Culture. Les artistes soutenus par la Ville

Constance Boulay dans son atelier
Constance Boulay dans son atelier (©Bruno Bouvry)

La Ville octroie des bourses d’un montant global de 20 000 € par an à une douzaine de projets artistiques. Cinquante-huit artistes en ont bénéficié depuis 2019, dont treize pour l’année 2024. Constance Boulay et Anna Picco en font partie.

Constance Boulay et ses grosses mères

À 36 ans, Constance Boulay, originaire de Mayenne, s’est installée avec sa famille près de la mer, à Saint-Nazaire.

Dans une ressourcerie, elle a été attirée par un ouvrage consacré à l’exploratrice nazairienne Odette du Puigaudeau et a décidé d’y consacrer un projet artistique. Sans savoir qu’une exposition serait dédiée à Odette du Puigaudeau la même année, en 2024, à la galerie des Franciscains, elle a présenté son projet pour l’obtention de la bourse de la Ville.

« Pour moi, la bourse, c’est une reconnaissance. C’est aussi un lien fort avec une ville riche en histoire maritime et échanges culturels, et c’est un soutien concret pour poursuivre mes recherches et développer ma technique artistique autour du textile. »

Depuis douze ans, Constance Boulay travaille avec du textile recyclé et revient d’une résidence de deux mois au Liban autour de cette pratique. Elle intervient notamment sur ce thème dans une classe de CE1 de l’école Marie Curie à Saint-Nazaire lors d’un Parcours d’Education Artistique et Culturelle (PEAC).

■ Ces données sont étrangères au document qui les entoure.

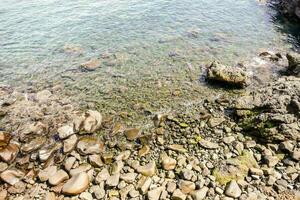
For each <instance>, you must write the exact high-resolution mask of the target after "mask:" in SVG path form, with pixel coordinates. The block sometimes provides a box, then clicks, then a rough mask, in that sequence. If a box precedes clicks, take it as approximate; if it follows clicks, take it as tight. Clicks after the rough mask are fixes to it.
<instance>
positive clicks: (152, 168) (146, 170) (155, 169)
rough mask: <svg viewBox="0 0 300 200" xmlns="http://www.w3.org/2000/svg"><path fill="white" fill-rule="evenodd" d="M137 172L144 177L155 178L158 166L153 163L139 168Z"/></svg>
mask: <svg viewBox="0 0 300 200" xmlns="http://www.w3.org/2000/svg"><path fill="white" fill-rule="evenodd" d="M137 171H138V172H139V173H141V174H143V175H144V176H153V175H155V173H156V164H155V161H151V162H149V163H148V164H146V165H144V166H139V167H138V168H137Z"/></svg>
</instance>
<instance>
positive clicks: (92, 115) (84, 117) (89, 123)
mask: <svg viewBox="0 0 300 200" xmlns="http://www.w3.org/2000/svg"><path fill="white" fill-rule="evenodd" d="M84 118H85V119H84V121H83V122H82V128H81V130H82V131H83V132H84V133H94V132H95V131H97V130H99V129H100V127H101V123H102V115H101V114H100V113H99V112H98V111H94V110H88V111H86V112H85V114H84Z"/></svg>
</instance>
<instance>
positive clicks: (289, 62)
mask: <svg viewBox="0 0 300 200" xmlns="http://www.w3.org/2000/svg"><path fill="white" fill-rule="evenodd" d="M298 3H299V2H298ZM298 9H299V8H298ZM295 13H296V12H295ZM298 13H299V11H298ZM298 18H300V16H298ZM286 57H287V59H288V61H289V65H288V72H290V73H291V74H292V75H295V76H297V77H300V55H299V54H296V53H288V54H287V55H286Z"/></svg>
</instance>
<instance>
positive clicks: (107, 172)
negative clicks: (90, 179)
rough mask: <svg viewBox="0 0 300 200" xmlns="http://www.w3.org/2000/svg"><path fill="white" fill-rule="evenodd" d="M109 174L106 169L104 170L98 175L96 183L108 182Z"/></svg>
mask: <svg viewBox="0 0 300 200" xmlns="http://www.w3.org/2000/svg"><path fill="white" fill-rule="evenodd" d="M109 176H110V175H109V172H108V170H107V169H106V168H103V169H102V170H101V171H100V172H99V173H98V175H97V176H96V182H97V183H101V182H103V181H106V180H107V179H108V177H109Z"/></svg>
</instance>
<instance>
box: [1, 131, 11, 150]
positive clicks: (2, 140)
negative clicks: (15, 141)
mask: <svg viewBox="0 0 300 200" xmlns="http://www.w3.org/2000/svg"><path fill="white" fill-rule="evenodd" d="M10 139H11V135H10V134H9V133H7V132H4V131H0V148H4V147H6V146H7V145H8V144H9V141H10Z"/></svg>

« Avec ces tissus, je recrée des sculptures que j’appelle – mes grosses mères –. Elles posent la question de la nécessité du regard des autres pour exister. »

Les œuvres jouent avec les normes et sont dotées de longs bras, symboles de douceur ou de violence.

Anna Picco explore la mémoire des révoltes

Anna Picco aux archives de la Ville (©Ville de Saint-Nazaire – Martin Launay)

Après avoir passé un an aux Ateliers du château d’eau à Saint-Nazaire (fermés en décembre 2024), Anna Picco avait le désir de lier au territoire nazairien sa pratique artistique, toujours nourrie par la mémoire, et en particulier celle des révoltes.

À 37 ans, l’artiste est de retour d’une résidence à la Casa de Velázquez à Madrid, où elle a travaillé sur le rôle déterminant des femmes anarchistes pendant la guerre d’Espagne en 1936.

« Ma pratique est traversée par ces étincelles révolutionnaires et je vois le passé comme un détour pour agir sur le présent. J’ai le désir de travailler sur l’héritage laissé par ces femmes et ces hommes, notamment dans les luttes ouvrières à Saint-Nazaire. »

Les recherches de l’artiste, qui vit à Nantes, débutent aux Archives de la Ville.

« C’est pour moi le plus beau des contacts avec cette mémoire. Je voudrais aussi rencontrer des historiens locaux et arpenter la ville. »

Anna Picco mêlera ensuite toute cette matière à son imaginaire pour la réinventer par le dessin de grand format, au fusain.

Pour elle, la bourse de la Ville représente « une forme de reconnaissance de mon travail, la possibilité d’entrer en contact avec des acteurs locaux et de travailler in situ ».